- Directed by: Georges Méliès
- Starring: Georges Méliès
- Production company: Star Film Company
- Release date: 1906;
- Country: France
- Language: Silent

= Soap Bubbles (film) =

1906 film by Georges Méliès

Soap Bubbles (Les Bulles de savon animées) is a 1906 French silent trick film by Georges Méliès.

==Plot==
With smoke from a brazier, a magician makes a woman appear in midair and slowly float to the ground. Two assistants bring in an arrangement of pedestals, onto which they lead the woman. The magician blows soap bubbles through a straw, and they appear as women's faces, floating up to join the woman posing on the set of pedestals. Next they themselves change into real butterfly-winged women, before the whole tableau disappears.
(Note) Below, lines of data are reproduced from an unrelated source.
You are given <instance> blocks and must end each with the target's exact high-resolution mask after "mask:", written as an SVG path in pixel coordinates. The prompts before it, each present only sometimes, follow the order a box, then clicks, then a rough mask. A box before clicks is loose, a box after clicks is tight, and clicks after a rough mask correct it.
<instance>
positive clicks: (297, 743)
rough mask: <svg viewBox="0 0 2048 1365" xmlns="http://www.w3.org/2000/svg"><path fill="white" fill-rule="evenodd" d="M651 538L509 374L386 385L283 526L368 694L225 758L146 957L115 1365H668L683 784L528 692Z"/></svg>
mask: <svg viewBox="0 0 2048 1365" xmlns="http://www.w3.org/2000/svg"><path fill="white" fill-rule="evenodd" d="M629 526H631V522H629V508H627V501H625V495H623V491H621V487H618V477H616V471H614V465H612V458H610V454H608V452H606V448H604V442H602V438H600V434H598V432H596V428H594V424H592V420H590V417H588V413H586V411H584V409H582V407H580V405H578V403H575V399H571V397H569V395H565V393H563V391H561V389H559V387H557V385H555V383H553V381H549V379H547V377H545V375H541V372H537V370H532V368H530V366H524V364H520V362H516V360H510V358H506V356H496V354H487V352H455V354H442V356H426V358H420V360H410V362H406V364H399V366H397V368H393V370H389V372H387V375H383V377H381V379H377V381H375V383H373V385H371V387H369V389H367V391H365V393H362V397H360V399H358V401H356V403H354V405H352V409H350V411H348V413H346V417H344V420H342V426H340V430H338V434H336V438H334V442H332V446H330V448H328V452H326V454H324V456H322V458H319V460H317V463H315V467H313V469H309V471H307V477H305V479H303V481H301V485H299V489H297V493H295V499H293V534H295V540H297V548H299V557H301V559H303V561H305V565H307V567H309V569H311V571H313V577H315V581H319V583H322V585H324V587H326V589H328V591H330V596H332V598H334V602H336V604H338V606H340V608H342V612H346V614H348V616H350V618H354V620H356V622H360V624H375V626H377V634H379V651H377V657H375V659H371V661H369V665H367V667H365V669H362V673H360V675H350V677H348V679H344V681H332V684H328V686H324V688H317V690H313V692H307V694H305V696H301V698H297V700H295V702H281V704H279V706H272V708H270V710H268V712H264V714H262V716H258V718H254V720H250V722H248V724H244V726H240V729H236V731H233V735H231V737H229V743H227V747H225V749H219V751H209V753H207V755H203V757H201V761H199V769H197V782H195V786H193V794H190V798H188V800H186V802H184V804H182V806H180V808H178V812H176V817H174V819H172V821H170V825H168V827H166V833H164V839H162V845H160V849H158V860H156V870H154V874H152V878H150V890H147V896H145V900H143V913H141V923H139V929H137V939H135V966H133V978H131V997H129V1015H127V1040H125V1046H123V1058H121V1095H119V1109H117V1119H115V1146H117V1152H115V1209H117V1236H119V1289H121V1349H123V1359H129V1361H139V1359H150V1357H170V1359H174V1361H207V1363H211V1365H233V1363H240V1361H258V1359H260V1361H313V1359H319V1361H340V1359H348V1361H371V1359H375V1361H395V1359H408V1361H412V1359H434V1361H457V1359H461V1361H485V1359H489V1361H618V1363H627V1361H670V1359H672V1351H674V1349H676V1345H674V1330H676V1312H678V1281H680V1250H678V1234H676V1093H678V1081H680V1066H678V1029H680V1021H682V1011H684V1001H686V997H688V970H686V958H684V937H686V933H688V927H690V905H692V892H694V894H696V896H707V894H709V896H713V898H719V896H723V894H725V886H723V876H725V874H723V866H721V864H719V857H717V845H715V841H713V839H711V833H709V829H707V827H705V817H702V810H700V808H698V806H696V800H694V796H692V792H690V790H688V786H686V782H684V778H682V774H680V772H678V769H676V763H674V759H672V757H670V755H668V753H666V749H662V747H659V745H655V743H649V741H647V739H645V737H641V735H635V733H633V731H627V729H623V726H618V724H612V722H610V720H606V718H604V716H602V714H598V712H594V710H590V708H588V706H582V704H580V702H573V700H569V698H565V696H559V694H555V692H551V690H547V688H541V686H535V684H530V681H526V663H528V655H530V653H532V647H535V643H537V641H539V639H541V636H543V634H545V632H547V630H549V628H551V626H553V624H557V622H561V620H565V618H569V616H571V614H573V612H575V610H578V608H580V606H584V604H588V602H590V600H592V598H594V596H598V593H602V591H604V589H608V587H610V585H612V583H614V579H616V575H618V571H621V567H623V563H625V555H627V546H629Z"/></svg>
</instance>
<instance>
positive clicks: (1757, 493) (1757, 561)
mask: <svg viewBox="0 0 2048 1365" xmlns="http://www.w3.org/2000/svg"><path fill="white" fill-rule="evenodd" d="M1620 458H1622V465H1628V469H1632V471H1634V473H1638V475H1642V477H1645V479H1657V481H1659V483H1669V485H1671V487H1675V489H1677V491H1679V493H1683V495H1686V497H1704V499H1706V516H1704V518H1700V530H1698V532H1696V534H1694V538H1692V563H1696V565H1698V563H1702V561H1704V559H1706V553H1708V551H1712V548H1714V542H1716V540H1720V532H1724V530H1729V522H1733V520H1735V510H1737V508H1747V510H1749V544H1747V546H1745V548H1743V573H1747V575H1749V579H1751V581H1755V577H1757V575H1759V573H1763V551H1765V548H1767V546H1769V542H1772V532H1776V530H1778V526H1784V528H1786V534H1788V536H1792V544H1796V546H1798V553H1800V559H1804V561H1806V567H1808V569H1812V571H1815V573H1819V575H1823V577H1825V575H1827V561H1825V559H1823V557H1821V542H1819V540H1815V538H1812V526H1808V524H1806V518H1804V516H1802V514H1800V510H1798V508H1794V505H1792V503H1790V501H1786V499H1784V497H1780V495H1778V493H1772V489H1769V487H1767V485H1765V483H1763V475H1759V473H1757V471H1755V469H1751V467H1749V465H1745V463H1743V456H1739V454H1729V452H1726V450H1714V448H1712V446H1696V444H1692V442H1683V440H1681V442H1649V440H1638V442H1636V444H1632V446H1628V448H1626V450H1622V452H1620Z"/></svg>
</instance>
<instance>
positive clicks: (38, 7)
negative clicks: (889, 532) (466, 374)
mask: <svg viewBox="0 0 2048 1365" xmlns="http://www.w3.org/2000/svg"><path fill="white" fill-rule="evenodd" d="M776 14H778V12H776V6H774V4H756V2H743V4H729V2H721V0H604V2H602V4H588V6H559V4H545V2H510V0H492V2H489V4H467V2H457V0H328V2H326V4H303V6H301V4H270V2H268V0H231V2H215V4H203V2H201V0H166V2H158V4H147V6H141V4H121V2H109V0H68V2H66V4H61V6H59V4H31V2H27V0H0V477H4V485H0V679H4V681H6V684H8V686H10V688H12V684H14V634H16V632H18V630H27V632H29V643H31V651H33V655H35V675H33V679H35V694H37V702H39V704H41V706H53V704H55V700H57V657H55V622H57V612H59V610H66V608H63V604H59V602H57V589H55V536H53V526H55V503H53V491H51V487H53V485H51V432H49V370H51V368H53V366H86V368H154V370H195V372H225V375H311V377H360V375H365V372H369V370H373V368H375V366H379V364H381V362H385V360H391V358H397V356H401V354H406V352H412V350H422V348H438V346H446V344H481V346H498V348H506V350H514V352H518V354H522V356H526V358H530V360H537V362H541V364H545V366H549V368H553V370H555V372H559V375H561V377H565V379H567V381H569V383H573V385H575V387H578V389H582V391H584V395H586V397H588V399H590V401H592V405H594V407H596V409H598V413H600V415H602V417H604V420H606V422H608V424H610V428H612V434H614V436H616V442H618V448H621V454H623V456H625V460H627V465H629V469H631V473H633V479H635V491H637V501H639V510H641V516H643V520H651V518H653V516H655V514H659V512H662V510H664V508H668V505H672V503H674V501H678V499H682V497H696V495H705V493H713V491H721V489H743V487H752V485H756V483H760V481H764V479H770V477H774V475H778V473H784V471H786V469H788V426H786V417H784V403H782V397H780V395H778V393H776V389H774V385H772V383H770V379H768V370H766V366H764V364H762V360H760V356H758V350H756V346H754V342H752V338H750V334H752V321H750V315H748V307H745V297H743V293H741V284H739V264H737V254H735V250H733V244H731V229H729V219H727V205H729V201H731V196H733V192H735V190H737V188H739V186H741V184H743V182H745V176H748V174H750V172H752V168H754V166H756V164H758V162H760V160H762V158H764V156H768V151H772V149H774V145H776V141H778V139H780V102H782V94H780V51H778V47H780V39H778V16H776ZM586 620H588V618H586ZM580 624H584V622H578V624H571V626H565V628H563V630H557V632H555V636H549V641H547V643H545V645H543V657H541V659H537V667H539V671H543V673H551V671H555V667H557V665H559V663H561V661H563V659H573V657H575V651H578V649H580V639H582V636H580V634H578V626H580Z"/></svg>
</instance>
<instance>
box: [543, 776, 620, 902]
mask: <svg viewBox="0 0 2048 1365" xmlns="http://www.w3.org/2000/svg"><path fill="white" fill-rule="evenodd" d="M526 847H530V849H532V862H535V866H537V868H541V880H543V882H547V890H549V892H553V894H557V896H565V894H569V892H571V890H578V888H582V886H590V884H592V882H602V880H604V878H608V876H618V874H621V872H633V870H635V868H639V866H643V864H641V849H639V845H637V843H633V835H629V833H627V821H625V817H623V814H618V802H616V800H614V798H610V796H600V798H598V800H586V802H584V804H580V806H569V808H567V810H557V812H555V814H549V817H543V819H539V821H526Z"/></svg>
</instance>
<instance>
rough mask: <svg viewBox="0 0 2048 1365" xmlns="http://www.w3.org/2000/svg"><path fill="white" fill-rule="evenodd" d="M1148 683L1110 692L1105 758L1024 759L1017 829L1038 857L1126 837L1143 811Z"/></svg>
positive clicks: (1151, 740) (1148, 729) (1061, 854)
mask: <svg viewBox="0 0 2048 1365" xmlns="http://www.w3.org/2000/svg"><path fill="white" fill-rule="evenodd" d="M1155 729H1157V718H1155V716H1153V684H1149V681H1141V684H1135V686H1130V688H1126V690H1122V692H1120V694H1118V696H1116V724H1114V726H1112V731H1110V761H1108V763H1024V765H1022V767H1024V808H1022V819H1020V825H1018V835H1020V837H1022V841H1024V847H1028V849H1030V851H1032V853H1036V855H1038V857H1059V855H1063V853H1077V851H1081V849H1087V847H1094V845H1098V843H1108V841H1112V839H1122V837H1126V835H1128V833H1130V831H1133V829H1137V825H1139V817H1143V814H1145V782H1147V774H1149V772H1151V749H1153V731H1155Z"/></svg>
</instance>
Having his assistants bring on a wide plinth, the magician summons up the three women again, joining them on the plinth before they fade away. Finally, the magician curls up into a ball, becomes a giant soap bubble, and floats slowly upward. The magician returns to join his surprised assistants in a curtain call.

==Production==
Méliès is the magician in the film, which combines stage machinery, pyrotechnics, substitution splices, multiple exposures, and dissolves to create its illusions. The opening title card is hand-lettered as in three other films by Méliès made around the same time: Rip's Dream (1905), The Tramp and the Mattress Makers (1906), and The Witch (1906).

Méliès's final trick, curling into a fetal position and disappearing into the womb of the bubble, is reminiscent of his later film The Knight of Black Art (1907), in which he disappears into a large hoop. In both cases, he returns at the end of the film to reassure his frightened assistants.

==Release and legacy==
Soap Bubbles was sold by Méliès's Star Film Company and is numbered 846–848 in its catalogues. At his stage venue, the Théâtre Robert-Houdin, Méliès did a magic act between 1907 and 1910 developing the soap-bubble motif from the film. In the stage act, a ghost slept on a stool, with huge soap bubbles come out of his head as he snored. Three such bubbles floated around the stage, and three phosphorescent ghostly heads appeared inside them.